Sebagaimana diketahui, Hotma dan Tasman terpilih setelah melalui fit and proper test di Komisi III DPR. Keduanya mengungguli empat kandidat lainnya yakni Ade Paul Lukas (advokat), Edisius Riyadi Tere (akademisi), Lily Dorianty Purba (konsultan), dan Ahmad Taufik (advokat dan wartawan). Hotma dan Tasman akan mengisi dua posisi anggota LPSK yang sebelumnya diduduki I Ktut Sudiharsa dan Myra Diarsi.
Ketua LPSK Abdul Haris Semendawai menyambut baik terpilihnya Hotma David Nixon dan Tasman Gultom sebagai anggota LPSK baru. Dia berharap Hotma dan Tasman dapat mengurangi beban kerja LPSK yang selama ini diemban lima Komisioner.
"Kehadiran mereka, tentunya diharapkan dapat membantu mengurangi beban kerja dari anggota LPSK selama melakukan rangkap jabatan," kata Semendawai di Jakarta, Selasa (7/2).
Menurut Semendawai, agar harapan itu terpenuhi, Hotma dan Tasman harus merealisasikan janjinya ketika keduanya mengikuti proses seleksi. Keduanya berjanji akan bekerja 'full time', kerja tim dan tidak ada konflik kepentingan.
Selain itu, kata Semendawai, kedua anggota LPSK yang baru itu diharapkan tidak melakukan pelanggaran hukum dan etika. Semendawai juga berharap Hotma dan Tasman tidak terlalu banyak menuntut fasilitas karena lembaga ini masih dalam tahap pembangunan dan memiliki berbagai keterbatasan.
Sebelumnya, Anggota Komisi III DPR RI Imam Suroso menilai, dua anggota LPSK yang baru dipilih oleh DPR, Tasman Gultom dan Hotma David Nixon, sebagai sosok yang berintegritas dan berani.
"Tugas LPSK ke depan semakin berat dan banyak tantangan. Karenanya mereka harus bekerja keras melindungi saksi dan korban dari berbagai ancaman yang dihadapi," kata Imam Suroso kepada pers di Jakarta, Jumat (3/2).
Menurut Imam, Tasman Gultom dan Hotma David Nixon adalah sosok yang punya keberanian sehingga layak terpilih sebagai anggota baru LPSK. "Pemaparan keduanya memang memberi harapan dan meyakinkan kami," ujarnya.
Imam yang juga politisi PDIP itu menuturkan bahwa sesuai dengan perkembangan saat ini, LPSK harus diisi oleh figur-figur yang punya misi perlindungan terhadap saksi dan korban.
Terkait tuntutan itu, menurut dia, DPR akan menagih janji Tasman dan David yang siap bekerja 24 jam untuk melindungi saksi dan korban dari berbagai ancaman.
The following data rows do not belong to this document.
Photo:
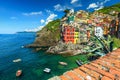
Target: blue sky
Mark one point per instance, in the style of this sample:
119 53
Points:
32 15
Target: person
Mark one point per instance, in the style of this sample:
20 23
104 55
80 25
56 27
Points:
112 27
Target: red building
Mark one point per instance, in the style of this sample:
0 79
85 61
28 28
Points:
68 34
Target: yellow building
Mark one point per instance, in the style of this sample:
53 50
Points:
76 37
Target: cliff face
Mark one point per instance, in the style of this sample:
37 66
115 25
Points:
49 35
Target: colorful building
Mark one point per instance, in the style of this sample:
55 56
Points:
68 34
76 37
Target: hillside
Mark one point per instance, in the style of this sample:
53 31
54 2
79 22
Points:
108 10
50 34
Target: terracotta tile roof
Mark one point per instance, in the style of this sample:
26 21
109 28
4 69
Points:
104 68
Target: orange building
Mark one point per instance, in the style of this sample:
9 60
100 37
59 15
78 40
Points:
68 34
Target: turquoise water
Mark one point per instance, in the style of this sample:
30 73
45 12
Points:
32 62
Keduanya juga telah berjanji sanggup memopulerkan LPSK ke masyarakat, terutama yang membutuhkan perlindungan dari LPSK.
"Janji-janji mereka itu saya catat dan akan ditagih. Kalau ternyata mereka memang tidak sanggup memenuhi sebaiknya mengundurkan diri seperti janjinya itu," kata Imam.